A server that we have docker installed on has suddenly become unavailable from one of our internal networks.
The network team has identified that the issue only affects users on a network 172.31.0.0/18 other users on networks starting 10.x.x.x are not affected.
Our docker bridge network is 172.17.0.0/16
The symptoms are that the server is totally inaccessible, we don’t even get a response from a ping to the server.
The only drop messages in iptables are as follows
Chain DOCKER-ISOLATION-STAGE-1 (1 references)
target prot opt source destination
DOCKER-ISOLATION-STAGE-2 all – anywhere anywhere
DOCKER-ISOLATION-STAGE-2 all – anywhere anywhere
DOCKER-ISOLATION-STAGE-2 all – anywhere anywhere
DOCKER-ISOLATION-STAGE-2 all – anywhere anywhere
DOCKER-ISOLATION-STAGE-2 all – anywhere anywhere
DOCKER-ISOLATION-STAGE-2 all – anywhere anywhere
DOCKER-ISOLATION-STAGE-2 all – anywhere anywhere
DOCKER-ISOLATION-STAGE-2 all – anywhere anywhere
DOCKER-ISOLATION-STAGE-2 all – anywhere anywhere
DOCKER-ISOLATION-STAGE-2 all – anywhere anywhere
DOCKER-ISOLATION-STAGE-2 all – anywhere anywhere
DOCKER-ISOLATION-STAGE-2 all – anywhere anywhere
DOCKER-ISOLATION-STAGE-2 all – anywhere anywhere
DOCKER-ISOLATION-STAGE-2 all – anywhere anywhere
RETURN all – anywhere anywhere
Chain DOCKER-ISOLATION-STAGE-2 (14 references)

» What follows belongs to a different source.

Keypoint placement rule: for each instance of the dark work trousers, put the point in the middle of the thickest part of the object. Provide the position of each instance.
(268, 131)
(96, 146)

target prot opt source destination
DROP all – anywhere anywhere
DROP all – anywhere anywhere
DROP all – anywhere anywhere
DROP all – anywhere anywhere
DROP all – anywhere anywhere
DROP all – anywhere anywhere
DROP all – anywhere anywhere
DROP all – anywhere anywhere
DROP all – anywhere anywhere
DROP all – anywhere anywhere
DROP all – anywhere anywhere
DROP all – anywhere anywhere
DROP all – anywhere anywhere
DROP all – anywhere anywhere
RETURN all – anywhere anywhere
Does anyone know if these iptables entries could cause these symptoms?
If not, is there anything else I could try to remove docker or the server itself from the equation and perhaps narrow the source of the problem down to a network router issue?